When I became a public high school teacher, technology mostly passed me by. After all, Arizona isn't known for putting large funds into student learning, so schools couldn't really adopt alot of technology. Slowly, teachers received technology for email, attendance, productivity purposes. But technology for teaching? Who needed it? Except for research papers, of course, which were still done in the school library.

With the explosion of the Internet, I used technology to find lessons, share ideas, etc. I played around with my own blog, took a few workshops, but still couldn't imagine using technology in my own classroom. Technology was still a personal and productivity tool.

It wasn't until I became a teacher librarian and began working on a Masters in Language and Literacy that the power of teaching with technology became apparent. I was determined to learn everything I could about new technologies. Yet, when I went to workshops on more advanced tools, I found myself frustrated--the presenters weren't really teaching me to use the tools. So, I just started playing and figuring it out for myself. And started advancing very quickly through many different programs.

When I became an instructional technology coach, this lesson really hit home. We were asked to train teachers on five technologies without receiving much training ourselves. My team's response? We spent a week playing with it all and figuring it out for ourselves. We put together workshops for teachers and, mindful of my own experiences, tried to really "teach" the teachers how to use the technology. We also told the teachers that they needed to be willing to play. Their response--when are you coming back to teach us more? We're not going to play, we want you to teach us.

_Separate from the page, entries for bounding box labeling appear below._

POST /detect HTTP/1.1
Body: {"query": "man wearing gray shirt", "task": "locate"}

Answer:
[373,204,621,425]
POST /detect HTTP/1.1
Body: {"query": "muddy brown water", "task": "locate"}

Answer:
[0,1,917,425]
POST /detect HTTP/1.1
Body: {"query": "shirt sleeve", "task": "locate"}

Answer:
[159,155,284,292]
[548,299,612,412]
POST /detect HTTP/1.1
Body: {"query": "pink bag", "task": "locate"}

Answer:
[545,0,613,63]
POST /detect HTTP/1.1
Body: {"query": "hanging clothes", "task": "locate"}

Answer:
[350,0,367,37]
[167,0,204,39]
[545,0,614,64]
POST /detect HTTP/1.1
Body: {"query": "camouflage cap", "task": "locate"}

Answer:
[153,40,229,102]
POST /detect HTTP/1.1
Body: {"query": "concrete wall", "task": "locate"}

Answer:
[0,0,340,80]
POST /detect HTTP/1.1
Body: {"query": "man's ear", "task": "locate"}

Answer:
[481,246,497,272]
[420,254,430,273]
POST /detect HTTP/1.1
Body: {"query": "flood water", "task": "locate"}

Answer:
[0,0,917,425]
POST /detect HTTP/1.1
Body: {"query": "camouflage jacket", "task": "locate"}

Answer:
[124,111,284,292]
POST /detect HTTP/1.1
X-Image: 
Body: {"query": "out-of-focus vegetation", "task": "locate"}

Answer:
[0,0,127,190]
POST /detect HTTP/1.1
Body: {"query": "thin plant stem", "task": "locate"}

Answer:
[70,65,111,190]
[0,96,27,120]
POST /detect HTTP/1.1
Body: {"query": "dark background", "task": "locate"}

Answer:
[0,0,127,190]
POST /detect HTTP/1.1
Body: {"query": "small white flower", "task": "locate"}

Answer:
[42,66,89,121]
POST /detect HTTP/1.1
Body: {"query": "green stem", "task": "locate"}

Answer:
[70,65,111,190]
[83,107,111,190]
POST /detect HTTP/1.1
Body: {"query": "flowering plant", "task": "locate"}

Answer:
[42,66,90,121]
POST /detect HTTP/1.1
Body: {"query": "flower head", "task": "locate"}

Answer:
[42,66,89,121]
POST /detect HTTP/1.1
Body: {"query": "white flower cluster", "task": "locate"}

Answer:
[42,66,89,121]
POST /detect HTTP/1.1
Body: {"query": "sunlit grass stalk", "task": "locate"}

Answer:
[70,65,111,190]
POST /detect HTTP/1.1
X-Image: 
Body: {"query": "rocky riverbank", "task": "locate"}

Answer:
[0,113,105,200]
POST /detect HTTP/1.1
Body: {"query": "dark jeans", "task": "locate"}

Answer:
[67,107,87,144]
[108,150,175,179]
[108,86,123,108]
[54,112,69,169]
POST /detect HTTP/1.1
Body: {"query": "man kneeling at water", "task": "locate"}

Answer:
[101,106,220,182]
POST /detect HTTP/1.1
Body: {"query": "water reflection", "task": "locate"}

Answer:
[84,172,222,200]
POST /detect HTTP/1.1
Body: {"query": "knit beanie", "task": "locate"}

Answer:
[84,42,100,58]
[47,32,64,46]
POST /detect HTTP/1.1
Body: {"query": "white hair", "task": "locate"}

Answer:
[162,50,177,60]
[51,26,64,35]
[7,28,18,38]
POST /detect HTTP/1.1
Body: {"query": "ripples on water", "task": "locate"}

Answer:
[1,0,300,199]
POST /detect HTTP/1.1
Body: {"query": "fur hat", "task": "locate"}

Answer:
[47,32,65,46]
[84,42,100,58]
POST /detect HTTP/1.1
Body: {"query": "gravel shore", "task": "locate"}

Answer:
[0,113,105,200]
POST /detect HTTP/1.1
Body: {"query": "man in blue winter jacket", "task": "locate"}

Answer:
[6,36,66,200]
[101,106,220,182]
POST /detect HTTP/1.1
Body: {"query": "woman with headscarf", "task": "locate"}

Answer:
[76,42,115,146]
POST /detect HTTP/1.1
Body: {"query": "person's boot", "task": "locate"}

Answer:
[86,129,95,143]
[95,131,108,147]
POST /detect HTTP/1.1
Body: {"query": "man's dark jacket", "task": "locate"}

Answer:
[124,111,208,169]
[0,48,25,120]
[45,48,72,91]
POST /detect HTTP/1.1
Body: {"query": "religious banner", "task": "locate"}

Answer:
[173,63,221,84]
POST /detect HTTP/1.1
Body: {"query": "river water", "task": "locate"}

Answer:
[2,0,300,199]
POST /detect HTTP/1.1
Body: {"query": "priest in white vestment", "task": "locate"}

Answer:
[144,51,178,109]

One teacher asked me how I had become a technology expert. I told her that I did not consider myself an expert--there is always so much more to learn. But I am willing to play with new things, so I learn them quickly. She did not like my answer and told me that she would not use technology in her lessons until she felt like an expert; she wasn't willing to show students that she might not know something. And she certainly wasn't willing to invite student expertise in as co-teachers if they did know the technology.

I see this "teach me" mindset with the undergraduate students in my current teacher education courses. Their teachers didn't use technology for learning, so why should they? After all, we teach how we were taught, right? And the students in an online basic technology course are really struggling as well--they want the exact directions, but they don't want to figure out how to get them from the help center in the course. Our students are used to being spoon-fed and they have a tremendous amount of learned helplessnes, a product of our test-driven teaching, in my opinion.

Yet one student told me tonight that he has been learning alot by playing around and figuring it out for himself. He said that he remembers it better. This is the mindset needed for successful technology integration. The future belongs to people who are willing to play. If our schools don't meet the need for this mindset, all of our students will be left behind when it comes to 21st century jobs.

1 comment:

Leanna said...

Great post, Fran! I couldn't agree with you more. To me, the best way to learn something, especially technology-related, is to dive in head first. This is how I design my courses, and I hope you have fun "playing" with some new and familiar tools!